Was old Fezziwig the best manager ever?
I've been enjoying one of our family Christmas traditions: reading Charles Dickens' A Christmas Carol with our kids before we watch the TNT film version starring Patrick Stewart.
In the story, Ebeneezer Scrooge was apprenticed in the shop of "old Fezziwig." In the part we read last night, the Ghost of Christmas Past shows Scrooge and his fellow apprentice at the end of a workday. They're all cleaning up to throw an office Christmas celebration. The evening is fun and merry and wonderful, with food and drink and dancing (there's a lot of attention on Fezziwig's calves dancing like moons).
At one point, Scrooge and the Ghost have this conversation:
“A small matter,” said the Ghost, “to make these silly folks so full of gratitude.”
“Small!” echoed Scrooge.
The Spirit signed to him to listen to the two apprentices, who were pouring out their hearts in praise of Fezziwig: and when he had done so, said— “Why! Is it not? He has spent but a few pounds of your mortal money: three or four perhaps. Is that so much that he deserves this praise?”
“It isn’t that,” said Scrooge, heated by the remark, and speaking unconsciously like his former, not his latter, self. “It isn’t that, Spirit. He has the power to render us happy or unhappy; to make our service light or burdensome; a pleasure or a toil. Say that his power lies in words and looks; in things so slight and insignificant that it is impossible to add and count ’em up: what then?
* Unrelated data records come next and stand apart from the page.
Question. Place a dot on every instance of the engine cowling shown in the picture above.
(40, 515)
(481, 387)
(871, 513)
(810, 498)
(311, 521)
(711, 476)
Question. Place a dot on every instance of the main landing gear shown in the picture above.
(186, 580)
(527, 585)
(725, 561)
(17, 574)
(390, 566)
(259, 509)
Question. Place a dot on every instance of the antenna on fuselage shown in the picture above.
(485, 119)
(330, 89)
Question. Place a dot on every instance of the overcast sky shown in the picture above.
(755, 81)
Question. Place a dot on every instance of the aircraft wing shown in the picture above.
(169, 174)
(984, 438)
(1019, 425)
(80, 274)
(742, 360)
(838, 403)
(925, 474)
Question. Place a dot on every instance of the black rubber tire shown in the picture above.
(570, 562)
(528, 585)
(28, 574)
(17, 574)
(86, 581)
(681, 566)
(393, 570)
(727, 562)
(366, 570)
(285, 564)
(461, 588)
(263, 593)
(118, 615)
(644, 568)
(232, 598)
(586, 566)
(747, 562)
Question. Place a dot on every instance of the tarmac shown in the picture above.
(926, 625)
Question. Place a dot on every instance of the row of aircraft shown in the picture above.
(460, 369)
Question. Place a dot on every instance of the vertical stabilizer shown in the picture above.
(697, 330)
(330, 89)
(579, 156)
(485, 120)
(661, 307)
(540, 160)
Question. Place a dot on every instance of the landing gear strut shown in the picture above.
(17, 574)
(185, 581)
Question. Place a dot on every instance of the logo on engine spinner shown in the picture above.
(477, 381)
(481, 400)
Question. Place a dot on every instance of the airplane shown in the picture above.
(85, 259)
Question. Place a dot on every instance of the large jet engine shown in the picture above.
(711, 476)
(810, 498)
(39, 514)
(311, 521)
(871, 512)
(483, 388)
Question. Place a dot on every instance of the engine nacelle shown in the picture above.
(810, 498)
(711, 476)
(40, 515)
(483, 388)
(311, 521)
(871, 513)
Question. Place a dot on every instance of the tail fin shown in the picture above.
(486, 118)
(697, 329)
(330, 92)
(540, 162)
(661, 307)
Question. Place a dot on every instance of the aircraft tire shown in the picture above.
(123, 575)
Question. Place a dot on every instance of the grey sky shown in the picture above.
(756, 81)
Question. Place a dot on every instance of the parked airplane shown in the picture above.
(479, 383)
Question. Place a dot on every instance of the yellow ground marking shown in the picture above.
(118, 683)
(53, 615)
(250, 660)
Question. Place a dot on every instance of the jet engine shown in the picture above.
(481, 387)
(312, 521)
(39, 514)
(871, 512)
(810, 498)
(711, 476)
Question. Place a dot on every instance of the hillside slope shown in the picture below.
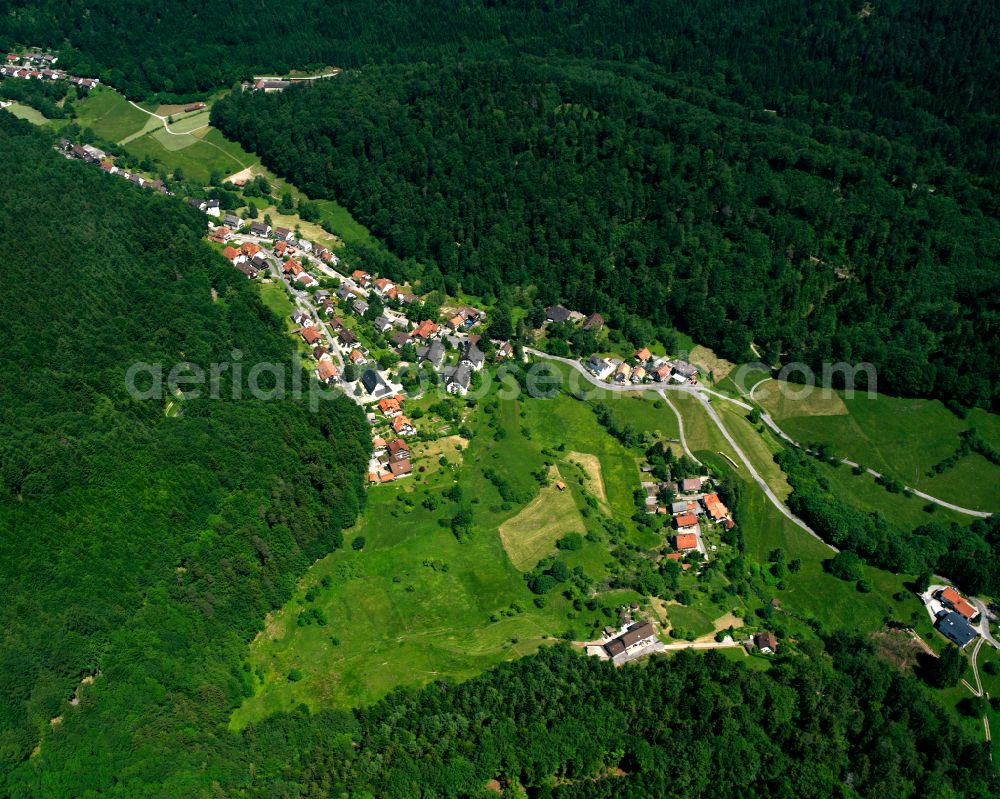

The happiness he gives is quite as great as if it cost a fortune.”
Shawn Achor recently wrote about research showing that each time you give true, genuine praise, you save your organization $10,000 (summarized here).
Frankly, trying to figure out how much money could be saved by giving praise sounds like something Scrooge would do.
Using your power for good, and not for evil, as old Fezziwig did, is just the right thing to do. Would you rather use your power to render your team members "happy or unhappy," to "make [their] service light or burdensome; a pleasure or a toil?"
You can make a world of difference with words and looks that may seem insignificant to you. So, make a resolution to be that kind of difference maker. And start today!